Un’occasione completamente persa. Gli esperti fecero il proprio lavoro proponendo a volte soluzioni interessanti e innovative ma che in gran parte furono bocciate dal compromesso parlamentare.

Leggendo la relazione finale prodotta dal tavolo su “lavoro e formazione”, si ha un’idea chiara su molti dei problemi che pregiudicano la diffusione delle opportunità lavorative in carcere ma mancano proposte importanti che possano cambiare radicalmente la situazione. Si consigliano metodi di organizzazione del lavoro che le singole carceri potrebbero adottare e ci si focalizza sul necessario cambio di termini che descrivono la realtà del lavoro carcerario: mercede, lavoranti, e più generalmente sul gergo che identifica i servizi d’istituto. L’unica proposta sostanziale riguarda la sostituzione ( su base volontaria del detenuto) della retribuzione del detenuto lavoratore con giorni di libertà anticipata; istituto previsto in Romania ma che pone non pochi problemi giurisdizionali e di ordine etico.

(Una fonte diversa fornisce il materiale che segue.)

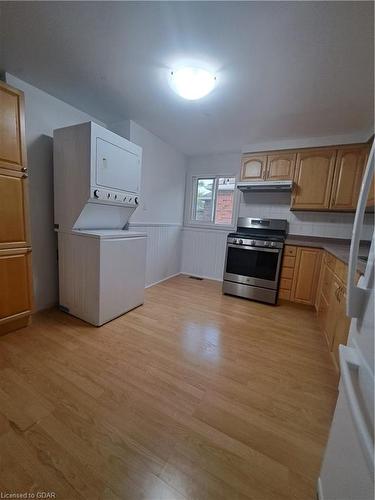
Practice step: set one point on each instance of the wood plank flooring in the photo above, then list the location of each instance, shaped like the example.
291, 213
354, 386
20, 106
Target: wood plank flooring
194, 395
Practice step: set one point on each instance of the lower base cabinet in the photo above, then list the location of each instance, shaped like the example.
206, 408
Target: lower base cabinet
314, 277
300, 274
331, 304
306, 275
15, 289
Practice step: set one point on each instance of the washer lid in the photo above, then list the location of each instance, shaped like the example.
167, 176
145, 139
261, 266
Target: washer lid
108, 233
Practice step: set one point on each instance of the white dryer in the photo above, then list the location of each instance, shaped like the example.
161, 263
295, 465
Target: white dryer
97, 178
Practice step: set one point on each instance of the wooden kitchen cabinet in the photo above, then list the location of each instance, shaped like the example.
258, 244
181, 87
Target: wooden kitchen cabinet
14, 227
280, 166
15, 279
253, 167
313, 179
12, 128
331, 304
15, 250
349, 168
306, 275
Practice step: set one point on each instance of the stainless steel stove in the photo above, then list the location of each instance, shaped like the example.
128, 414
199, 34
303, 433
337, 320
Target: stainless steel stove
253, 259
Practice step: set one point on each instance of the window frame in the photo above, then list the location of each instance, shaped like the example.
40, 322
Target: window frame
190, 206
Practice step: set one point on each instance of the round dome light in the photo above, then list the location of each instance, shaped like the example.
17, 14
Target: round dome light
192, 83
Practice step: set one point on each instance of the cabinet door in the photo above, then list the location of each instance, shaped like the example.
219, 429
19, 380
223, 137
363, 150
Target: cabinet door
371, 195
280, 166
253, 167
13, 209
15, 279
350, 163
12, 132
342, 324
313, 179
306, 275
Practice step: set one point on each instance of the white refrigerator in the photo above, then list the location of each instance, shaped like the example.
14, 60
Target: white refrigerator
348, 466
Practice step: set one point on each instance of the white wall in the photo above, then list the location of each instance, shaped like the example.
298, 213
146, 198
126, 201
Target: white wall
160, 213
43, 114
203, 251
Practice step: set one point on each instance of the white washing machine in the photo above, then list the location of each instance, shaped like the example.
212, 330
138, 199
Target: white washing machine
102, 273
97, 188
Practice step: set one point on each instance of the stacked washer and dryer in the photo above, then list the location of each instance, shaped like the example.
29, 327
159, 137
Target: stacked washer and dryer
97, 177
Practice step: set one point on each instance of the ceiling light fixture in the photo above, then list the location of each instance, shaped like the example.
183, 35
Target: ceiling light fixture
192, 83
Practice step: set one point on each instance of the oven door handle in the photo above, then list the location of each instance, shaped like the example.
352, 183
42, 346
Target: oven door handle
257, 249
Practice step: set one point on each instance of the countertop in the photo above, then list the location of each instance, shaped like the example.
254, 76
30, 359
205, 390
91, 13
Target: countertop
340, 248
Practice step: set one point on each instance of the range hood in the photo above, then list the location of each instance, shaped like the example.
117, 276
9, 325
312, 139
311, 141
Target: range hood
265, 186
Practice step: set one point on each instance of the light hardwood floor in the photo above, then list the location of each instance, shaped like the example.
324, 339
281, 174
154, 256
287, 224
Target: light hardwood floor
194, 395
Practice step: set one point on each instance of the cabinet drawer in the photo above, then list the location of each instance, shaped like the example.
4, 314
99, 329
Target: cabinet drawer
284, 294
290, 250
285, 283
289, 261
330, 260
287, 272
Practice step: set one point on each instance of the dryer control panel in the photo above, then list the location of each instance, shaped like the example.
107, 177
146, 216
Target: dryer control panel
115, 197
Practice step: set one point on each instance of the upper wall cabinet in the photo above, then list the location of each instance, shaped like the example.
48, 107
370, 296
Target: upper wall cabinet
371, 195
253, 167
350, 164
14, 228
12, 133
313, 179
280, 166
275, 166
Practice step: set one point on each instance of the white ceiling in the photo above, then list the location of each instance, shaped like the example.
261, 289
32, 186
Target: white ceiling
284, 69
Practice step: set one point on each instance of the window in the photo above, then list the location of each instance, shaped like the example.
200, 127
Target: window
213, 200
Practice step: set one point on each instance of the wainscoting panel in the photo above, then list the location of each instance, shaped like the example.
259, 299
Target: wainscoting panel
163, 258
203, 252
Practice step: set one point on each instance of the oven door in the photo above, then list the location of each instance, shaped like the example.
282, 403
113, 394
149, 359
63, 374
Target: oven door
253, 265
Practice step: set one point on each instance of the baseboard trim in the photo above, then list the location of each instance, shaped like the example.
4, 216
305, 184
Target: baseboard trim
161, 281
154, 224
201, 276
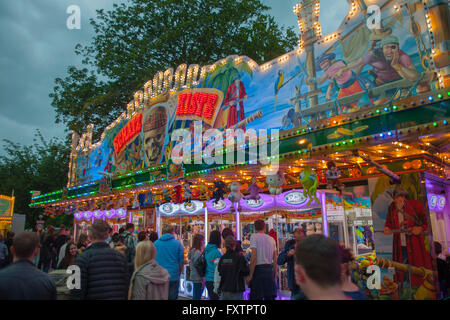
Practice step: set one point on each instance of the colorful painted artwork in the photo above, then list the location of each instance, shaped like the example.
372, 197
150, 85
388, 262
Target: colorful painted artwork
403, 254
345, 72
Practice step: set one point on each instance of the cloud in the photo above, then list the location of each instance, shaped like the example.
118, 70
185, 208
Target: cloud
37, 47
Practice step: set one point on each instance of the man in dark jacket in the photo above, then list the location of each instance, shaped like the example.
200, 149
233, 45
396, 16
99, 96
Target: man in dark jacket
232, 269
130, 241
104, 272
8, 242
22, 280
287, 256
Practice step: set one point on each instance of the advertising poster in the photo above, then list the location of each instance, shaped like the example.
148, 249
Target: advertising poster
403, 253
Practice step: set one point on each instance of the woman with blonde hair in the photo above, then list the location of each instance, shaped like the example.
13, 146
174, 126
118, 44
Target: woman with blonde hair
150, 281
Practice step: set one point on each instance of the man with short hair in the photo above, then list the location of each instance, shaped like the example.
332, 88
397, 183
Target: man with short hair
170, 256
104, 272
263, 264
62, 250
287, 256
8, 242
60, 240
130, 241
232, 268
318, 268
22, 280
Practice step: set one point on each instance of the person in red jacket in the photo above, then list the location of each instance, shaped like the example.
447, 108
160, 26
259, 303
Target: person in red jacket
406, 219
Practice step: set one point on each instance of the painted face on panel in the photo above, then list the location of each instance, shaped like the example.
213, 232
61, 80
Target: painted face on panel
154, 130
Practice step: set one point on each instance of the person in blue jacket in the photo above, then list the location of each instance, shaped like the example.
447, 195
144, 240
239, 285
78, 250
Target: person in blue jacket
212, 256
287, 256
170, 256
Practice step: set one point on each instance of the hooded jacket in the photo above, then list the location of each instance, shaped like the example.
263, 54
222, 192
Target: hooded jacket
232, 269
104, 274
150, 282
23, 281
169, 255
211, 255
193, 256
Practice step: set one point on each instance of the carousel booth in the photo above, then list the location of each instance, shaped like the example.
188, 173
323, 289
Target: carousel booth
343, 217
117, 218
354, 150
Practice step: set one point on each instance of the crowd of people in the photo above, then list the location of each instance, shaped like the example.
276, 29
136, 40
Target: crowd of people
122, 266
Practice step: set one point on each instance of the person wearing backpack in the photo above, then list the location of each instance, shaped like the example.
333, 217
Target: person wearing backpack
130, 241
233, 268
212, 256
170, 256
198, 243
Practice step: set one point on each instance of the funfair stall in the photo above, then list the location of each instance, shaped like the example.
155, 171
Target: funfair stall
360, 112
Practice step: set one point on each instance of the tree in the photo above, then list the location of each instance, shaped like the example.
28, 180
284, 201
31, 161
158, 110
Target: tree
133, 41
42, 166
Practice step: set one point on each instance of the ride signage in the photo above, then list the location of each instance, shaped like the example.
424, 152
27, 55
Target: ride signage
128, 133
199, 104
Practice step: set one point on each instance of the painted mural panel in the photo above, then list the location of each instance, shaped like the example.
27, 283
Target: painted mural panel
350, 70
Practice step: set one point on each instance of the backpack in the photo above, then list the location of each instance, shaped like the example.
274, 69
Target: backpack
200, 265
130, 245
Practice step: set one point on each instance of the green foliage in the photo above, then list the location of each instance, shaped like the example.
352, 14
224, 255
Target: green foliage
42, 166
135, 40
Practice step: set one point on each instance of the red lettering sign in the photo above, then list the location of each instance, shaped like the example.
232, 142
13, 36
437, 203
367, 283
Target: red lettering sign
127, 133
197, 104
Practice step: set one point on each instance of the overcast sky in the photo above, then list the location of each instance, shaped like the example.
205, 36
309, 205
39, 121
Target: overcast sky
37, 47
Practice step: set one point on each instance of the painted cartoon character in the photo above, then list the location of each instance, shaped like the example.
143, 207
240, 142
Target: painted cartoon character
204, 194
333, 174
177, 197
219, 191
346, 81
254, 190
275, 181
310, 183
235, 194
187, 192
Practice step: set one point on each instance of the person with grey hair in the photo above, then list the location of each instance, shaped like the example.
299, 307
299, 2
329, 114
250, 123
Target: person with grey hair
388, 61
104, 272
170, 256
22, 280
233, 268
318, 268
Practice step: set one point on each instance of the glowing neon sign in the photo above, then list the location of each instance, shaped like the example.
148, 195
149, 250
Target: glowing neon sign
128, 133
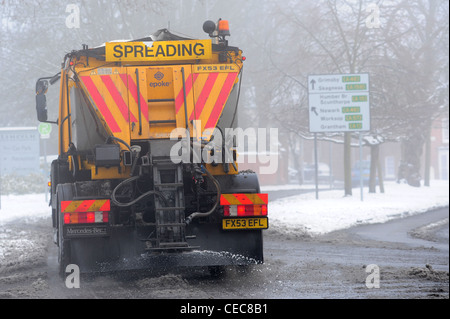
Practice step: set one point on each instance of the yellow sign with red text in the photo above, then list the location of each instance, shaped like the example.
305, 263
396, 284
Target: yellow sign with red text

Un tavolo quindi che ha descritto bene le criticità del lavoro ma povero in soluzioni e visioni, probabilmente anche per colpa della sua composizione: un magistrato coordinatore, ricercatori, docenti e avvocati, ognuno di grande professionalità e meritevole di stima, ma neanche un esponente del mondo imprenditoriale o del terzo settore, i due universi che veramente hanno la capacità e la potenzialità di fare formazione e creare lavoro in carcere.